To be honest Im not sure what makes a tank low tech! I know once you hit up CO2 your high tech. I don't have CO2 but I use most other stuff, am I medium tech? Who knows! 

I dont use soil, I paid for a nice substrate but scavenged all my other hardscape. No custom plumbing or sump but double canister filters.T5 not T8 and not going anywhere near making my own light using CREE LED's.


----------



## neontetras4me (Sep 5, 2011)

do you guys have filters in you low techs? I have one in my betta tank right now and it sounded like some people don't even have a filter which goes against all that I have learned, lol


----------



## audioaficionado (Apr 19, 2011)

Surgeon said:


> To be honest Im not sure what makes a tank low tech! I know once you hit up CO2 your high tech. I don't have CO2 but I use most other stuff, am I medium tech? Who knows!


It's not precisely defined. Low tech is just having fish and plants with adequate light to keep the plants alive and healthy IMO. When do you move to medium tech? When do you cross the line to high tech?

Eventhough I have maxed my CO2, have medium to high light and use EI ferts, do I have a high tech tank if I have mostly slow growing plants? Maybe I need to have all fast growing stems that need weekly trimming to be totally high tech. I dunno...


----------



## discuspaul (Jul 27, 2010)

You folks have said it all - there's not much more to add.
But here's my precis, in no particular order:
- It's less expensive
- It's less time-consuming
- It allows for a greater margin for error
- It can be much safer/easier on your livestock
- It precludes having to worry too much about your lighting
- It reduces your dependence on sophisticated fert regimens
- It's easy to care for and trim plantings
- It can produce a look that is every bit as lush and glamorous as high-tech
There's more, but I think that's sufficient for now. Plants don't really mind the difference - they can do real well with less attention than more - kiss concept.
My .02 cents


----------



## Calmia22 (Aug 20, 2011)

I am in the process of setting up my first high tech tank, which is a 55 gallon. I am already figuring out my second tank which I am hoping will be the 6.6 gallon bookshelf tank from Petco which will be my low tech tank. I want a low tech tank so I can avoid as much work as possible on such a small space.


----------



## sayurasem (Jun 17, 2011)

I go low tech simply because I'm too busy looking at my tank all day


----------



## hakishimiei (Oct 13, 2011)

this is my first time getting into the hobby so low tech is right for me since im tight in budget... and im very forgetful. i love seeing green coz its supposed to relax your eyes. 
who knows maybe ill go to hightech and go with CO2 but right now im still on trial/error stage  and i love seeing all my fish. is it weird if i say that im excited to go home from work to feed my fish?
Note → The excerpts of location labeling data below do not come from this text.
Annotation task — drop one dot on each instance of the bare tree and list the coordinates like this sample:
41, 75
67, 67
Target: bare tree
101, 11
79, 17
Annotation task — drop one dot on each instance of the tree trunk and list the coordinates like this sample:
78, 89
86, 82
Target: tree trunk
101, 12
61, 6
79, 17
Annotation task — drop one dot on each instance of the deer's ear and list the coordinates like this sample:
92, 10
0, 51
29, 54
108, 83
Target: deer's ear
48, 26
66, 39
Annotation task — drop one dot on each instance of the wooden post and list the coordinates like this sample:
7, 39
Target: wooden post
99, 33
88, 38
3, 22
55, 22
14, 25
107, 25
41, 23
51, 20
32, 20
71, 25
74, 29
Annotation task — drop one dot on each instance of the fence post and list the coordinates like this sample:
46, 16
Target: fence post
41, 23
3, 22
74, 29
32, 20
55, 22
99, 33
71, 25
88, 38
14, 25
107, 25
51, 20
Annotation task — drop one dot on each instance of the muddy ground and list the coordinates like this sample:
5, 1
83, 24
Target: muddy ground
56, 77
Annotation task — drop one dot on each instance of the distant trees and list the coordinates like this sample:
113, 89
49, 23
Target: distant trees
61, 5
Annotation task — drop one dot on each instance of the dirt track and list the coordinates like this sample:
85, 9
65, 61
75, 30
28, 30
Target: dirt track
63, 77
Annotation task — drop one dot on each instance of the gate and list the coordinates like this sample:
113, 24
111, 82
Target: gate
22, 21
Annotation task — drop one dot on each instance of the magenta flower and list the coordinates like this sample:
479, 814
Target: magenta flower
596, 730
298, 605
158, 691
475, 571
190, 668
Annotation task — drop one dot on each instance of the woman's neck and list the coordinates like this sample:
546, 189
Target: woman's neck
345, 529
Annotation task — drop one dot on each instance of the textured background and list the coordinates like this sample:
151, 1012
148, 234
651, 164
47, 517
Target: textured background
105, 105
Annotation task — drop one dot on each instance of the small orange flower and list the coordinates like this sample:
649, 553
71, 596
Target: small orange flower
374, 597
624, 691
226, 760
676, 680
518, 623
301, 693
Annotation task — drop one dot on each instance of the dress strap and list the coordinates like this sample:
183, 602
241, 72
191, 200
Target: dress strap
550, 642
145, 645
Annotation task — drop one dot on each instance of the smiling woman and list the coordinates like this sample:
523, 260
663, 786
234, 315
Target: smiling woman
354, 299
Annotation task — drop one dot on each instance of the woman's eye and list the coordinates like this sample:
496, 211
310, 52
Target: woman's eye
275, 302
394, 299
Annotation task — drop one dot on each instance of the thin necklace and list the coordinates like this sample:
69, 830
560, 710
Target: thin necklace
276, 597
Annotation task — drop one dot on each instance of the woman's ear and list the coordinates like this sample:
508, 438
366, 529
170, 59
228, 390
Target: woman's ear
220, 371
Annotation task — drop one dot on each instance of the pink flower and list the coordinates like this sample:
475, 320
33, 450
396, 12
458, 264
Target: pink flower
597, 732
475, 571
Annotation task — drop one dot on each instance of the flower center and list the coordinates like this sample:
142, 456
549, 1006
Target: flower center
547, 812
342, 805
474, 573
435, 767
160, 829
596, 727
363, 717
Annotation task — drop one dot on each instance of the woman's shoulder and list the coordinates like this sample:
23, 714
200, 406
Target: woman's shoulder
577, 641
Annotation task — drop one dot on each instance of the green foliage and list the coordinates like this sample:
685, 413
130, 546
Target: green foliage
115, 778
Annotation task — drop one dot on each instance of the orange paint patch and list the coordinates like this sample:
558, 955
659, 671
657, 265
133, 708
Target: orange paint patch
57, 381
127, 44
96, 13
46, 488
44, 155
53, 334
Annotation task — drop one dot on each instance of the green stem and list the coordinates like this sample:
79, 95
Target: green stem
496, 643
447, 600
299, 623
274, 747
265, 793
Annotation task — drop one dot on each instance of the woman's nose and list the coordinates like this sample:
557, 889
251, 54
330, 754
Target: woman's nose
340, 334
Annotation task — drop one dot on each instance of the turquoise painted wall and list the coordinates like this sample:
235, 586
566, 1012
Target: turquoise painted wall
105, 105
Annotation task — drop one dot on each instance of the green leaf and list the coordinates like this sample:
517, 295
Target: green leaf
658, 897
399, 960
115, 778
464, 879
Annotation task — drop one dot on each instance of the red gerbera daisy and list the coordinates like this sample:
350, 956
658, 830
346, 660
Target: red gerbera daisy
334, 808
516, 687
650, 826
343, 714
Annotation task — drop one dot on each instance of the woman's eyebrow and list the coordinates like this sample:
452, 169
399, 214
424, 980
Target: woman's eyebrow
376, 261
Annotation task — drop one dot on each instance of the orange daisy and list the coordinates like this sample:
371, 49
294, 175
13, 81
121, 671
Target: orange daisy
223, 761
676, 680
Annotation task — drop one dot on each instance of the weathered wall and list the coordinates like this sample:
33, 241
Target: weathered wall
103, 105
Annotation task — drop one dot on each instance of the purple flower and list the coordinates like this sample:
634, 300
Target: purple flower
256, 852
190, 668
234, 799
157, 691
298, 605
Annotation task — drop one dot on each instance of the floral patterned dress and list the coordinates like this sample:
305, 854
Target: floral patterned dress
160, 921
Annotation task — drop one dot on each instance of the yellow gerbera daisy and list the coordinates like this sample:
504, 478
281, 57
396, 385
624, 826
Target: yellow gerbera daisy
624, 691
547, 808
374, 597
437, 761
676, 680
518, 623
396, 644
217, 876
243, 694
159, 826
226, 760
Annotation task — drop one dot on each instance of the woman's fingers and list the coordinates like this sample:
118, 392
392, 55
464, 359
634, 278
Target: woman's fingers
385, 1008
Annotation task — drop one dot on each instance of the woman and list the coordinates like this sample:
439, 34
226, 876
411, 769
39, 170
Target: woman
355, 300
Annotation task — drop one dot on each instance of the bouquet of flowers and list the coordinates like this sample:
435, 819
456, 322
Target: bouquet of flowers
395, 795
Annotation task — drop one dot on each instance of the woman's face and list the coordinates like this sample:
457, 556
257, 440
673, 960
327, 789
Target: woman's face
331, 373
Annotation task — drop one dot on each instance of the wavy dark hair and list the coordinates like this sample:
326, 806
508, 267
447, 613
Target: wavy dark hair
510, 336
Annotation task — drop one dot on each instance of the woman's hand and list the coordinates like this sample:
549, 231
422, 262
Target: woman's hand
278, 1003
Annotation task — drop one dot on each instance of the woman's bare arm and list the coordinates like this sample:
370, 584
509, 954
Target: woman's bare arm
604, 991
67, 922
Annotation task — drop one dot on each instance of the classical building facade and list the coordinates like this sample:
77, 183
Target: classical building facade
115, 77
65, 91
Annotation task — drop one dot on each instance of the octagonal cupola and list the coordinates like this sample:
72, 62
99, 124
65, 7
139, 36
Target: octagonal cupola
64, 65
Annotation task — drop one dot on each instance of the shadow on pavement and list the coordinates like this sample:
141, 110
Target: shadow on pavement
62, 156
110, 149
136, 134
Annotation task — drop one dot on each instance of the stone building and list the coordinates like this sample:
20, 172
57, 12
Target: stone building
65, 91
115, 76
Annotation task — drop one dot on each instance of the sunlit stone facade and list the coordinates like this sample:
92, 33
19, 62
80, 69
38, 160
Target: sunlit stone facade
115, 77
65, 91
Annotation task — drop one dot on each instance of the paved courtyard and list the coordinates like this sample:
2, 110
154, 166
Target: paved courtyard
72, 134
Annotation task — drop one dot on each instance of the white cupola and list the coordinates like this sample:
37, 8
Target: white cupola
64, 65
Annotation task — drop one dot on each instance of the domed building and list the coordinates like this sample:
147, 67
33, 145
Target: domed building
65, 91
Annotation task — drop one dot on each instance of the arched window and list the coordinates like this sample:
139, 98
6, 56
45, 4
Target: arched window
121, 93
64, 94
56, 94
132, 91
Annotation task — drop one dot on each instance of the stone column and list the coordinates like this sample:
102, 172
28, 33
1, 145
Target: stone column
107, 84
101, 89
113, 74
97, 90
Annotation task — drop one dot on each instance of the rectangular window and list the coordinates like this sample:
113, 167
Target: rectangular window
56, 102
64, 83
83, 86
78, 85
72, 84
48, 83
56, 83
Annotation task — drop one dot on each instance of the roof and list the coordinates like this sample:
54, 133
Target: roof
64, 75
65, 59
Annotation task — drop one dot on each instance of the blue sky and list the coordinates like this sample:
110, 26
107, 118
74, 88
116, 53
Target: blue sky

i have a 10 gallon community tank and a 5 gallon hex shrimp tank which is ghost shrimp planning on buying yellow shrimp


----------



## Seedreemer (Sep 28, 2008)

Just to clarify, I'm not implying in any way that either way is better. I own almost all of those Amano books and adore Dutch and Japanese high-tech aquariums and the works of high-tech art I see here and online. If I had someone in my life to create and care for it I'd probably have one.

I suppose the definition is a personal thing. I used to think filtering was the defining point but then I put a filter on my tank and decided I was still low tech due to no injected Co2. 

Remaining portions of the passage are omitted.